Why Does Rumpelstiltskin Hide in Sarajevo?

Rachael Daum

10.05.18

SONY DSC

People called it Sniper Alley, but really, there was no alley. There were only concaves, and the domes in the skyline. It seemed flat, the champagne skyline colored with evening—deep grey domes and spires pressed against it, a watercolor painting still dripping.

There was the lighter grey of the buildings, the yellow of the evening light piercing and making those concaves seem empty, the walls holeless, for a moment. As the sun slanted, they slid back into place and lengthened, lengthened, into black hollows.

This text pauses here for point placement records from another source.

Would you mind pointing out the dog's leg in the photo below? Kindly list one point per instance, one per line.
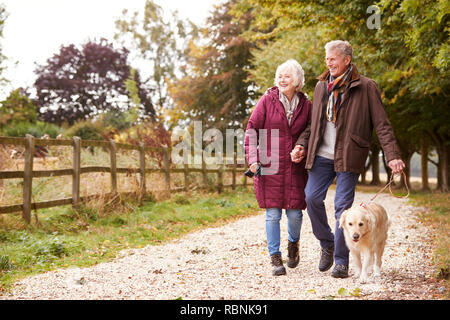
(357, 262)
(366, 263)
(377, 265)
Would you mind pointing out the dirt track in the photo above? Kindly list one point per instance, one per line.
(231, 262)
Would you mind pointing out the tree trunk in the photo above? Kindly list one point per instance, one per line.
(375, 163)
(424, 150)
(443, 165)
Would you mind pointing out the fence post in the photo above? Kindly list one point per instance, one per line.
(220, 178)
(167, 168)
(186, 177)
(233, 186)
(204, 175)
(76, 171)
(142, 169)
(112, 153)
(28, 177)
(245, 177)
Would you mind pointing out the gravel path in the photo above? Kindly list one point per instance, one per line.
(232, 262)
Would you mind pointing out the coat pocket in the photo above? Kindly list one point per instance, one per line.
(362, 143)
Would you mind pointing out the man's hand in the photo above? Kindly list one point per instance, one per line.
(254, 167)
(298, 154)
(396, 165)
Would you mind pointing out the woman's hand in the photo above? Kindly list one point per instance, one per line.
(298, 154)
(254, 167)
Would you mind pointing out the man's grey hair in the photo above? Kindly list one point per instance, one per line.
(343, 47)
(296, 71)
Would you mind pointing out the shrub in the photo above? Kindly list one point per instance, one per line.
(86, 130)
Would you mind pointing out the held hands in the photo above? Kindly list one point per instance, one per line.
(254, 167)
(396, 165)
(298, 154)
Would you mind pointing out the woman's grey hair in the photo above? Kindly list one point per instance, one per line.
(343, 47)
(295, 69)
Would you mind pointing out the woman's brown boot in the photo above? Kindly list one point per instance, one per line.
(293, 254)
(279, 269)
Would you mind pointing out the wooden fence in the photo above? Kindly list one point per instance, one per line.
(28, 173)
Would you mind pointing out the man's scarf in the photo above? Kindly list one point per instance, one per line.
(335, 90)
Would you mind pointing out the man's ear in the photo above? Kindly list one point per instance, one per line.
(348, 60)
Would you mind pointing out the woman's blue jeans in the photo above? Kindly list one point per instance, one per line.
(273, 217)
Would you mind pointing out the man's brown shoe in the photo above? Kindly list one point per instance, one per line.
(293, 254)
(278, 269)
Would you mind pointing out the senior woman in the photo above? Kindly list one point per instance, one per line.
(282, 112)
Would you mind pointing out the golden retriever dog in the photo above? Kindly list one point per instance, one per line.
(365, 230)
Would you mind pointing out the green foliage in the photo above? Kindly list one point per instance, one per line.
(66, 237)
(17, 107)
(216, 89)
(160, 44)
(5, 263)
(37, 129)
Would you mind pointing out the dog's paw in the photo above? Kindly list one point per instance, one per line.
(363, 279)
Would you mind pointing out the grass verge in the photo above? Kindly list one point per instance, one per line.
(437, 217)
(63, 237)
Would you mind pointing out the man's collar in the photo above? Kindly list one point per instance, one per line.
(326, 75)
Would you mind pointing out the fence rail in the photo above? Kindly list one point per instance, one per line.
(29, 142)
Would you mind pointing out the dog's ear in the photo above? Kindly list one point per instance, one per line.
(342, 219)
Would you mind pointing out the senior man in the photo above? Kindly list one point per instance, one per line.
(346, 108)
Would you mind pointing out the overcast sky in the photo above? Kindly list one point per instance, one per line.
(35, 29)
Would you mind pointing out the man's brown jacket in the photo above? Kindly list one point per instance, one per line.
(360, 111)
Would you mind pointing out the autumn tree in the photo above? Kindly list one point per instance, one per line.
(215, 89)
(406, 56)
(158, 44)
(76, 84)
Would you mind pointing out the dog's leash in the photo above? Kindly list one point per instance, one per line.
(388, 185)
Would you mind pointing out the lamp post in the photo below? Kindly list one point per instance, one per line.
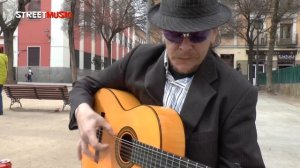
(258, 25)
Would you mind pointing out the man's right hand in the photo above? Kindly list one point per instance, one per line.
(88, 123)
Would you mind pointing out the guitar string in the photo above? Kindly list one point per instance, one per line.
(130, 145)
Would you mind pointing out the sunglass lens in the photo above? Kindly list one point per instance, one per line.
(175, 37)
(199, 37)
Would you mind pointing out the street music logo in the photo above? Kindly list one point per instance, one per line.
(44, 15)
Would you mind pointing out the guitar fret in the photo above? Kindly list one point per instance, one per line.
(148, 156)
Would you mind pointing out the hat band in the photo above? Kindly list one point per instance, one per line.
(193, 12)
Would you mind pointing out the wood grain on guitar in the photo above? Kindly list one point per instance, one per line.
(147, 136)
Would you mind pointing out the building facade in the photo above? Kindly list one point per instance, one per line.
(42, 44)
(234, 50)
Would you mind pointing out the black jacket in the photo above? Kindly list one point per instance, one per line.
(218, 114)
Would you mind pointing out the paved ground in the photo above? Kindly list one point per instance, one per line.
(37, 135)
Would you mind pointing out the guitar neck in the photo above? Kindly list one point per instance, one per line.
(148, 156)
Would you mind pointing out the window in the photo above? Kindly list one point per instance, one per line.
(34, 6)
(285, 31)
(33, 56)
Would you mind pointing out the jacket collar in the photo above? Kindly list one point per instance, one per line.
(194, 105)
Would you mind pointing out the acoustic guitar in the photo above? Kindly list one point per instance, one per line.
(146, 136)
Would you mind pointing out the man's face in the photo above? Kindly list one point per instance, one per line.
(185, 56)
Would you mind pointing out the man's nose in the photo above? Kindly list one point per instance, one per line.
(186, 44)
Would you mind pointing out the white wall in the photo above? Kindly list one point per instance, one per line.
(59, 53)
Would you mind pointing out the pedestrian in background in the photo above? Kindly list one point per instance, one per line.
(3, 75)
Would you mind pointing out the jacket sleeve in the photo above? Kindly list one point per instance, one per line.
(238, 141)
(84, 89)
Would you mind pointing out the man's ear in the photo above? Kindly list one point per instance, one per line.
(214, 33)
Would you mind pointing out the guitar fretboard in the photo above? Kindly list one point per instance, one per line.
(147, 156)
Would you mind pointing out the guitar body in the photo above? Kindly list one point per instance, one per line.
(137, 127)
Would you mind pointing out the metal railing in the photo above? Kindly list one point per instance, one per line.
(283, 76)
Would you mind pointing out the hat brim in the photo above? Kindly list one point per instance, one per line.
(188, 24)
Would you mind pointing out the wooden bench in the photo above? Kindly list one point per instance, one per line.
(49, 92)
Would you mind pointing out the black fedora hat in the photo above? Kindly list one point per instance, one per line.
(188, 15)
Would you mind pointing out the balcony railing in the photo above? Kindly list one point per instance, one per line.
(292, 41)
(263, 39)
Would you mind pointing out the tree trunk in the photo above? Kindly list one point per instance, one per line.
(250, 63)
(108, 45)
(274, 22)
(71, 42)
(9, 50)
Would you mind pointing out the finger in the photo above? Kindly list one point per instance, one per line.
(94, 142)
(85, 150)
(106, 126)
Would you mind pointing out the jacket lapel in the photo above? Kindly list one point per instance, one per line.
(155, 80)
(200, 93)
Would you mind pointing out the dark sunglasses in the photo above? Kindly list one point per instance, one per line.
(177, 37)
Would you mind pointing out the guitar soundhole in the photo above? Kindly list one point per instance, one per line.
(124, 147)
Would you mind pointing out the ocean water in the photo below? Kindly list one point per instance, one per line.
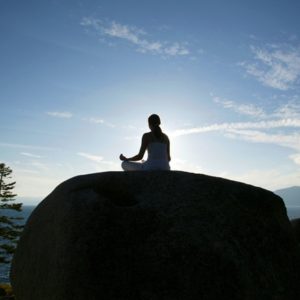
(292, 211)
(26, 212)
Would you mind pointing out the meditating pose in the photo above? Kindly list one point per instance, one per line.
(157, 145)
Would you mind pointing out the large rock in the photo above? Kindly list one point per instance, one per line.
(157, 236)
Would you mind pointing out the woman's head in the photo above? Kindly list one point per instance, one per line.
(154, 122)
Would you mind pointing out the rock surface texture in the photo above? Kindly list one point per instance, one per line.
(157, 236)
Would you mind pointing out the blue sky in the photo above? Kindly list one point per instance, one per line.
(78, 80)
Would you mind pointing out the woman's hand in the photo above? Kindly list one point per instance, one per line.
(122, 157)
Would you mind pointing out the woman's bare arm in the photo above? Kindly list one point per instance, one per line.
(142, 151)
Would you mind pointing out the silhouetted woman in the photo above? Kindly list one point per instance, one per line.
(157, 145)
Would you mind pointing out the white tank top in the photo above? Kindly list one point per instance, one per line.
(157, 157)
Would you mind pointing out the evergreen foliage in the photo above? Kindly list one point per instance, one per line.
(10, 228)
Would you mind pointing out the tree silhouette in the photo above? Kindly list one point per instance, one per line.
(10, 228)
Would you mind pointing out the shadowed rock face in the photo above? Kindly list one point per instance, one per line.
(157, 236)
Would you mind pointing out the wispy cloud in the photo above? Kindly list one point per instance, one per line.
(276, 66)
(31, 147)
(286, 140)
(244, 109)
(100, 121)
(136, 37)
(30, 155)
(92, 157)
(57, 114)
(283, 123)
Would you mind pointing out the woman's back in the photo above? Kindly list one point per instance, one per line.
(157, 151)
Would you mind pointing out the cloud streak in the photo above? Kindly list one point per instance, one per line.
(92, 157)
(135, 37)
(57, 114)
(277, 66)
(244, 109)
(283, 123)
(30, 155)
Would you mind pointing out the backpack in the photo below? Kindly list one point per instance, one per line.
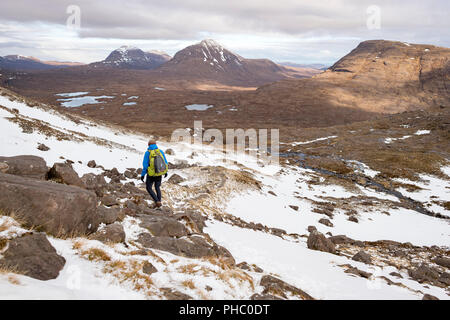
(157, 166)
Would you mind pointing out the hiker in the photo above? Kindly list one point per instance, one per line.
(154, 166)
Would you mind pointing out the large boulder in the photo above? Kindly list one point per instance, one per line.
(25, 166)
(94, 182)
(57, 209)
(426, 273)
(275, 286)
(162, 226)
(190, 247)
(109, 215)
(172, 294)
(363, 257)
(175, 179)
(34, 256)
(64, 173)
(317, 241)
(442, 261)
(110, 233)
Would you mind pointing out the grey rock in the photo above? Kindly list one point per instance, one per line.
(429, 297)
(42, 147)
(148, 268)
(25, 166)
(64, 173)
(58, 209)
(363, 257)
(326, 222)
(317, 241)
(34, 256)
(442, 261)
(175, 179)
(191, 247)
(92, 164)
(274, 285)
(163, 226)
(110, 233)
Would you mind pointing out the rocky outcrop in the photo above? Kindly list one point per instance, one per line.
(25, 166)
(34, 256)
(64, 173)
(317, 241)
(176, 179)
(275, 286)
(326, 222)
(109, 215)
(110, 233)
(162, 226)
(172, 294)
(109, 200)
(442, 261)
(95, 183)
(43, 147)
(363, 257)
(358, 272)
(425, 273)
(148, 268)
(429, 297)
(57, 209)
(92, 164)
(191, 247)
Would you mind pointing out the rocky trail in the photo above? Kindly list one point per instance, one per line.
(76, 222)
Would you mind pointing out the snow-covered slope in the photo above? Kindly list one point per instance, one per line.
(285, 198)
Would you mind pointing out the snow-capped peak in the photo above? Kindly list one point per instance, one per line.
(126, 48)
(210, 43)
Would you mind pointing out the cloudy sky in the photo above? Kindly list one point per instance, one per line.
(301, 31)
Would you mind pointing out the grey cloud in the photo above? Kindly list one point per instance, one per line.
(310, 27)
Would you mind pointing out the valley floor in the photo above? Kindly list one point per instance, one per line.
(261, 214)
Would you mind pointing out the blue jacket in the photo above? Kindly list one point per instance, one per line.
(146, 161)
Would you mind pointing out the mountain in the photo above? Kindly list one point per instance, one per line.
(319, 66)
(210, 60)
(377, 76)
(19, 62)
(245, 229)
(134, 58)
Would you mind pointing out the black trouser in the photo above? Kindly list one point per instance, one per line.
(149, 183)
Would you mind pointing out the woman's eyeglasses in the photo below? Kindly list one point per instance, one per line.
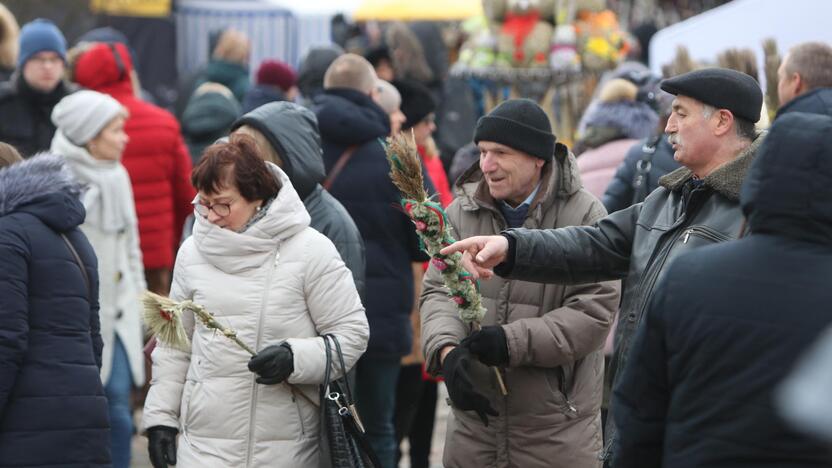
(220, 209)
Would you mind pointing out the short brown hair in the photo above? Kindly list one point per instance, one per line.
(813, 62)
(235, 162)
(350, 71)
(8, 155)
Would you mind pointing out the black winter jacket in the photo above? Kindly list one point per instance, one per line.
(347, 117)
(620, 191)
(292, 131)
(636, 243)
(727, 323)
(817, 101)
(26, 115)
(53, 411)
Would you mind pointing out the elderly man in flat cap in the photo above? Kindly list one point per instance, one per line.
(712, 131)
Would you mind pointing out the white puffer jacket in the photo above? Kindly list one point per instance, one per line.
(280, 280)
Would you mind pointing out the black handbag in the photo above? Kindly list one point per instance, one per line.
(342, 440)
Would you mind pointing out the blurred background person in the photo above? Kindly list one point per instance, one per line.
(27, 99)
(615, 124)
(229, 64)
(312, 68)
(53, 411)
(155, 157)
(287, 135)
(274, 81)
(208, 117)
(388, 98)
(90, 136)
(9, 46)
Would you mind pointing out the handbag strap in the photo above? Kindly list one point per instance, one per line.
(344, 379)
(327, 372)
(339, 166)
(80, 265)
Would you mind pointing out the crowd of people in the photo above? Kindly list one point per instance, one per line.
(654, 294)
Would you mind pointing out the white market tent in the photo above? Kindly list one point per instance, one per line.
(744, 24)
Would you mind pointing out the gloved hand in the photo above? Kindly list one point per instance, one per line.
(460, 389)
(488, 345)
(273, 364)
(161, 445)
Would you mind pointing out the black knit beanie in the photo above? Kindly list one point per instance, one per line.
(417, 102)
(520, 124)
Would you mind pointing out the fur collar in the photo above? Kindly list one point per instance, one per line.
(726, 179)
(25, 181)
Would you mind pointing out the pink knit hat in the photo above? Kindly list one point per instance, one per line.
(276, 73)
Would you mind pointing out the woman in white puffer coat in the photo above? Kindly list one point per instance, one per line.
(254, 262)
(90, 136)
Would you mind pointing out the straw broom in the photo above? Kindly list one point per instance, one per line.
(164, 318)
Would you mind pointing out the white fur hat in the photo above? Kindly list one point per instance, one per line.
(82, 115)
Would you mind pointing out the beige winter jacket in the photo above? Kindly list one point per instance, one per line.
(551, 416)
(279, 280)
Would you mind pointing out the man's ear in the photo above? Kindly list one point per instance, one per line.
(725, 122)
(797, 84)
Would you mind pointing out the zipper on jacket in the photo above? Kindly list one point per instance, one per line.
(569, 408)
(300, 414)
(272, 264)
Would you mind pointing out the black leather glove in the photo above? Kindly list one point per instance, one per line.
(161, 445)
(488, 345)
(460, 389)
(273, 364)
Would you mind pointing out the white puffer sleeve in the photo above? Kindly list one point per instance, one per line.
(335, 307)
(170, 366)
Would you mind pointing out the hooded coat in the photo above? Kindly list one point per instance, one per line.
(726, 325)
(53, 411)
(25, 114)
(345, 118)
(551, 416)
(207, 118)
(279, 280)
(292, 131)
(155, 157)
(636, 243)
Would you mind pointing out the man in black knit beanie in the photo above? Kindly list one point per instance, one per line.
(545, 339)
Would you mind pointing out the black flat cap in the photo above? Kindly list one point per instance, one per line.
(721, 88)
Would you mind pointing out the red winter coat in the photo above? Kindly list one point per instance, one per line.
(156, 157)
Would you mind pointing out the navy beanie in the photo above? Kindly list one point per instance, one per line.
(40, 35)
(520, 124)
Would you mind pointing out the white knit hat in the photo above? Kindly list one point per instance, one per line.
(82, 115)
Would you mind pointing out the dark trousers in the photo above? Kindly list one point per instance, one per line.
(415, 414)
(375, 394)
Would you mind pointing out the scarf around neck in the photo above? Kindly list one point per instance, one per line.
(108, 198)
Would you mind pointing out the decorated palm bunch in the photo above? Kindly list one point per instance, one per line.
(433, 228)
(434, 231)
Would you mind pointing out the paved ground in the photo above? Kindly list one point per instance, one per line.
(140, 459)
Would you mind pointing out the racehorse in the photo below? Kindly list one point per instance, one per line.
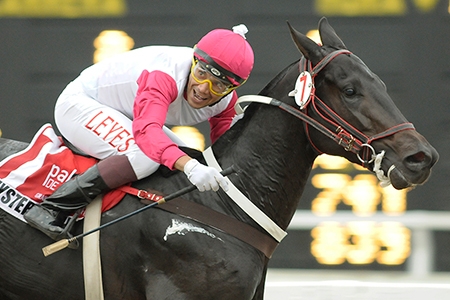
(346, 111)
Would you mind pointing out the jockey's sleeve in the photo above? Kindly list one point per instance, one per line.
(156, 90)
(222, 121)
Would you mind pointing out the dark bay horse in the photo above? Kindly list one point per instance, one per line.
(272, 149)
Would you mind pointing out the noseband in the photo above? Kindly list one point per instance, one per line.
(344, 134)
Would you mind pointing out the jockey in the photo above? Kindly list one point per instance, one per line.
(117, 111)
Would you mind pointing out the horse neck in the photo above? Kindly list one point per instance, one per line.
(273, 159)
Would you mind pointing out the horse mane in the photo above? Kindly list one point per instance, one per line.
(280, 76)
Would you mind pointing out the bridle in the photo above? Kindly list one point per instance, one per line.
(344, 134)
(350, 138)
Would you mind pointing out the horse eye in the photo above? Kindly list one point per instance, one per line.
(349, 92)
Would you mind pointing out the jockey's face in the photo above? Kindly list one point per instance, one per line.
(199, 95)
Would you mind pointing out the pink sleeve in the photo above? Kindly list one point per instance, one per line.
(156, 90)
(222, 122)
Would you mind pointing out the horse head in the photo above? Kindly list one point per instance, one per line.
(352, 102)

The green and brown-grey of spoiled cabbage, tumbled out of a bag onto the street, heavy as a head hitting the ground.

Red.

 

There was a lesson to be learned in everything, she told us, mother told us. She would sit and spin, black thread pooling through her fingers. In everything there is a lesson.

In stealing bread?

In the water fountain?

In the lines in your hands?

In stealing bread.

In the water fountain.

In the lines in your hands.

Yes.

She didn’t tell us the lessons, always. You shouldn’t steal bread, unless the baby is very hungry. And the lesson is avoiding the baker, and in leaving the coin later when you have it. In being glad for the days that the water is running, and not to spill—and if you do, to avoid the wooden-board-hard hands of the grandmothers waiting for the water next.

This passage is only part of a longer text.